# Stealth Vaping Clothing!!!



## Hein510 (28/3/14)

I've been stealth vaping inside the CTICC in cape town thanx to my shirt I'm wearing! Its one of those tactical shirts we security opperatives wear but I think any shirt with a built in pen holder will work with an ego style battery.... As thin as possible ego batteries!
Attached is pics of my iTaste VV V3 with the iClear 16 sticking out a little! Also the button pressed while in the pen pocket!

Sent from my BlackBerry 9800 using Tapatalk


----------



## Hein510 (28/3/14)

Looks like Tapatalk don't wanna upload my pics

Sent from my BlackBerry 9800 using Tapatalk


----------



## johan (28/3/14)

Seems you are so stealth your camera don't even see you

Reactions: Like 2 | Funny 4


----------



## Hein510 (28/3/14)

Hahahahaha! Seems like it! Seems the signal here sucks! Still trying! Let's try the other phone!

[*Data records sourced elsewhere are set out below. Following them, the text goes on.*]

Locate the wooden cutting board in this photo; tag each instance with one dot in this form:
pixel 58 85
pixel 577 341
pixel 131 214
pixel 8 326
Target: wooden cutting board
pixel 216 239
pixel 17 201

Sent from my BlackBerry 9800 using Tapatalk


----------



## Hein510 (28/3/14)

Sent from my GT-S5300 using Tapatalk 2

Reactions: Like 1


----------



## Hein510 (28/3/14)

Sent from my GT-S5300 using Tapatalk 2


----------



## Hein510 (28/3/14)

at last! @myblackberry Y U SUXO MUCH!!

Sent from my GT-S5300 using Tapatalk 2


----------



## johan (28/3/14)

Roger that.


----------



## Andre (29/3/14)

Way to go, @Hein510


----------



## Reinhardt (28/5/14)

@Smokyg Vaping in the office all stealth like

Reactions: Like 2 | Funny 3


----------



## johan (28/5/14)

Reinhardt said:


> @Smokyg Vaping in the office all stealth like




Monitor definitely overheating!

Reactions: Winner 1 | Funny 3


----------



## Smokyg (28/5/14)

Hahaha! Our office is always hot boxed!

Reactions: Funny 2


----------



## Die Kriek (28/5/14)

That Apple must have a nic addiction by now!

Reactions: Funny 1


----------



## Reinhardt (28/5/14)

Die Kriek said:


> That Apple must have a nic addiction by now!


And that's why it has a bite out of it

Reactions: Like 1 | Funny 1


----------